Its clearance was the final hurdle to implementing the new code, which will become legally valid from 20 December with operators given set timescales to comply to specific elements.

All three EU legislative bodies cleared the code despite protests from industry groups and criticism about a number of measures.

Among the measures imposed are minimum spectrum licence awards of 20 years in EU countries; legislation to ensure “universal internet access”; new rules around emergency service calls; and international call caps within the EU of €0.19 per minute and €0.06 per text message.

New rules also apply to companies previously outside of communications legislation, but providing services over the internet including messaging services Skype and Facebook brand WhatsApp.

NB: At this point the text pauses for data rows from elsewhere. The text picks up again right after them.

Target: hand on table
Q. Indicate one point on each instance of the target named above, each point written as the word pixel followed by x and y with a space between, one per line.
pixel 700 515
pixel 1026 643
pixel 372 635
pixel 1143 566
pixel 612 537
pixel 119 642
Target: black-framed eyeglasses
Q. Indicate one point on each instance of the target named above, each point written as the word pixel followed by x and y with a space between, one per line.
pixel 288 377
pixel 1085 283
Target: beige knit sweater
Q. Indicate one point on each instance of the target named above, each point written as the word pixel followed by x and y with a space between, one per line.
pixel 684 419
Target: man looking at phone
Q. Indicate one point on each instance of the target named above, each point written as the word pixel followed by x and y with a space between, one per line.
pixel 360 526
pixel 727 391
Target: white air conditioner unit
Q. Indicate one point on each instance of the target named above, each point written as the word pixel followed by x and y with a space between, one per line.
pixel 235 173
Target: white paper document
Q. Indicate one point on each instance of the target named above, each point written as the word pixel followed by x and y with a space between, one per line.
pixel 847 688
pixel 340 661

To reflect the new rules, the remit for EU regulator BEREC has been updated.

In a tweet, European Commission VP for the Digital Single Market Andrus Ansip (pictured) said: “These new rules respond to the needs of today and tomorrow, and create an investment and competition-friendly environment which will lay the groundwork for 5G across Europe.”

The Electronic Communications Code has been in the pipeline since 2016 and has attracted a number of criticisms during the legislative process, notably for the minimum length of spectrum awards and the amount of power given to regulators.

In June, the GSMA described the proposed legislation as a “political compromise” which could “hinder networks in Europe.”